Momentum and kinetic energy transport in supersonic particle-laden turbulent boundary layers

TL;DR

This study uses direct numerical simulations to explore how particles affect momentum and energy transport in supersonic turbulent boundary layers, revealing flow suppression, laminarization, and temperature effects at high particle loadings.

Contribution

It provides new insights into particle-fluid interactions in supersonic flows, highlighting the impact of particles on turbulence suppression and energy dissipation mechanisms.

Findings

Particles suppress turbulent fluctuations and can laminarize flow.

Particle feedback force dominates near-wall turbulence with high mass loading.

Particle dissipation contributes minimally to overall energy dissipation.

Abstract

In the present study, we conduct direct numerical simulations of two-way force-coupled particle-laden compressible turbulent boundary layers at the free-stream Mach number of 2.0 for the purpose of examining the effects of particles on the transport of momentum and kinetic energy.
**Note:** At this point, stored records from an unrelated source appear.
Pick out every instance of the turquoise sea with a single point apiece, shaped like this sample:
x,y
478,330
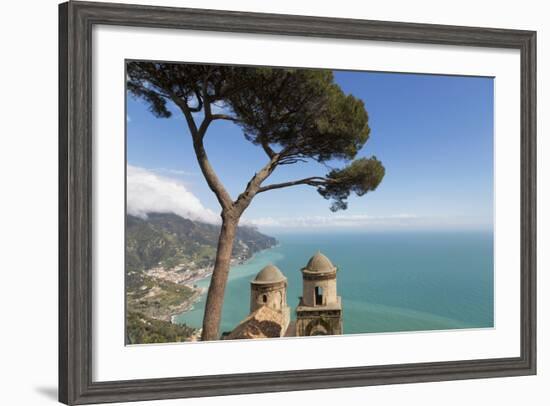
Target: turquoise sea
x,y
388,281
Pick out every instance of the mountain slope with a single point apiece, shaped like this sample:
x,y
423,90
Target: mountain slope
x,y
165,239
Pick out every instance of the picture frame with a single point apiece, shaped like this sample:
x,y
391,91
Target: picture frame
x,y
76,20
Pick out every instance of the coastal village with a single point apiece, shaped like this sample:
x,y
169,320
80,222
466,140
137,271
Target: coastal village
x,y
319,311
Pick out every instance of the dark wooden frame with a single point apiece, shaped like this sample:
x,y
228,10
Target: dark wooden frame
x,y
75,179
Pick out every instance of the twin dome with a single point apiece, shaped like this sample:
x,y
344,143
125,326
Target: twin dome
x,y
318,263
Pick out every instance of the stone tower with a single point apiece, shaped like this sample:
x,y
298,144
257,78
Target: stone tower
x,y
320,309
269,289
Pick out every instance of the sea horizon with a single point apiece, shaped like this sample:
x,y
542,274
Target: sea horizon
x,y
389,280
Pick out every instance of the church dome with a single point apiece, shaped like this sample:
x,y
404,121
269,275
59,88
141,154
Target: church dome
x,y
270,274
319,263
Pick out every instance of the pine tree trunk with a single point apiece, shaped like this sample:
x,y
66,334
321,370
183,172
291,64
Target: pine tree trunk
x,y
216,291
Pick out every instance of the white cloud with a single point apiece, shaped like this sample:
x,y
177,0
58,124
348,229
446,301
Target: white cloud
x,y
149,192
368,222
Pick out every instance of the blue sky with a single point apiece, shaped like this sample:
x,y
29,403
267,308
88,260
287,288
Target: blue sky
x,y
434,135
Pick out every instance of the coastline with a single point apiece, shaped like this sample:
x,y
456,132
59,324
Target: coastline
x,y
204,290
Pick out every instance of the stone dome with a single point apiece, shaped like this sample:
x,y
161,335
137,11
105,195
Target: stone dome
x,y
269,274
319,263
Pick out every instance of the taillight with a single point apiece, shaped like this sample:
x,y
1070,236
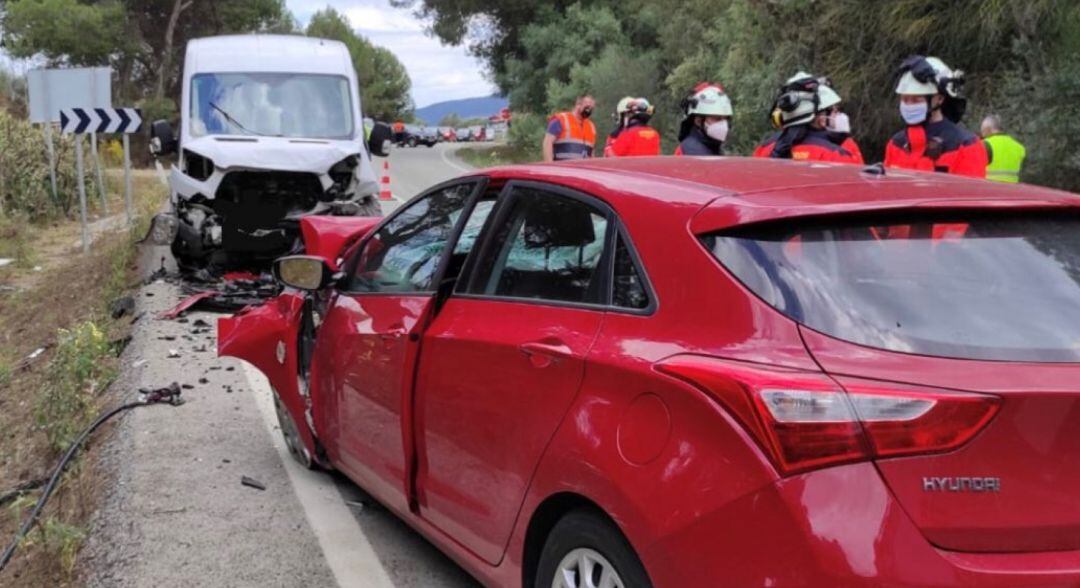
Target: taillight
x,y
807,419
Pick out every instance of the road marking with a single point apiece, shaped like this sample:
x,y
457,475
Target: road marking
x,y
347,549
453,164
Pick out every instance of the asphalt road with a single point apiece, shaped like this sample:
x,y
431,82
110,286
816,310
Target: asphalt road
x,y
176,513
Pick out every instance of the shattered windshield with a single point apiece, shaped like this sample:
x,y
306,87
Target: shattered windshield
x,y
279,105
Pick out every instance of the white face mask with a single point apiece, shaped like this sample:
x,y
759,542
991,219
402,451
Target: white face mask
x,y
717,131
914,114
839,123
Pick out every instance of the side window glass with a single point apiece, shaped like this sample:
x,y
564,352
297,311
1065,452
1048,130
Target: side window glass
x,y
404,254
628,289
551,249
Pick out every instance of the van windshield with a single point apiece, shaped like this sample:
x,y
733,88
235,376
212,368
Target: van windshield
x,y
973,286
280,105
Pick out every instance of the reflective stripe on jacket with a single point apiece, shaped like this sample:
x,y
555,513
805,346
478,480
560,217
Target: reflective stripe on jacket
x,y
1006,157
941,146
577,137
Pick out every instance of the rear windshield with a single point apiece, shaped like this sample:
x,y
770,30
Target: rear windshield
x,y
974,286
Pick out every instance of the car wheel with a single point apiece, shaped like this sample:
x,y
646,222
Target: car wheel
x,y
585,550
292,436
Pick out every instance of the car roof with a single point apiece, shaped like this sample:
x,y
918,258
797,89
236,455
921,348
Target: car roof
x,y
738,190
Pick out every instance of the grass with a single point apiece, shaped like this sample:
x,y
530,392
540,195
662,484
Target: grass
x,y
63,307
489,156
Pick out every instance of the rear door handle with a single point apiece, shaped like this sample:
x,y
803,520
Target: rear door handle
x,y
542,355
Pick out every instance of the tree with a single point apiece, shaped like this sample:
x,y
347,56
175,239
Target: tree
x,y
385,84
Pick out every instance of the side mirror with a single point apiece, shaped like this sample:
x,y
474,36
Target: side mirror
x,y
308,272
378,142
162,138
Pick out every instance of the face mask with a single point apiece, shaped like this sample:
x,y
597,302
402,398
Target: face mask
x,y
914,114
717,131
838,123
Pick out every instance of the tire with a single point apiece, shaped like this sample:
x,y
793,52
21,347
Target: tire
x,y
291,435
584,538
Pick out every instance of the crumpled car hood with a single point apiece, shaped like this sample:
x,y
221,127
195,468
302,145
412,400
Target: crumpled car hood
x,y
277,154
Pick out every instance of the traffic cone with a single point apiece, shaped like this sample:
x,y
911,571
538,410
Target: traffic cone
x,y
385,183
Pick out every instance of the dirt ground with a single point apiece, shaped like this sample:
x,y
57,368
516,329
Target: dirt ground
x,y
62,289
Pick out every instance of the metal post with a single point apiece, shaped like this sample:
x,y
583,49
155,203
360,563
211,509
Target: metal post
x,y
100,181
52,159
82,194
127,179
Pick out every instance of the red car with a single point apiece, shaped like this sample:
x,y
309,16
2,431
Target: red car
x,y
699,372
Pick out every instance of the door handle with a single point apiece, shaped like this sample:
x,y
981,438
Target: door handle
x,y
542,355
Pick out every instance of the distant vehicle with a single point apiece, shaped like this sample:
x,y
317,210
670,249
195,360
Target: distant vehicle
x,y
418,135
270,132
872,379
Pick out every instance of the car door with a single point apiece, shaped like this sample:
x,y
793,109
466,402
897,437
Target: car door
x,y
504,358
368,339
By analyzing turbulent databases with various particle Stokes numbers and mass loadings, we observe that the presence of particles suppresses turbulent fluctuations and can even laminarize flow under high mass loading conditions. This is reflected by the wider and more coherent near-wall velocity streaks, reduced Reynolds stresses, and diminished contributions to skin friction and turbulent kinetic energy production. Additionally, the particle feedback force becomes more dominant in turbulent production near the wall and at small scales as mass loadings increase, which is found to be caused by the residual velocity fluctuations from particles swept down from the outer region. Furthermore, we identify that particle dissipation, resulting from the relative velocity between the fluid and particles, accounts for less than 1% of mean kinetic energy viscous dissipation and less than 10% of turbulent kinetic energy dissipation in the case with the highest mass loading. This suggests a modest impact on the internal energy variation of the fluid if two-way heat coupling is introduced. The elevated mean temperature is found in the near-wall region and is ascribed to the influence of the particle feedback force and reduced turbulent diffusion in high mass loading cases.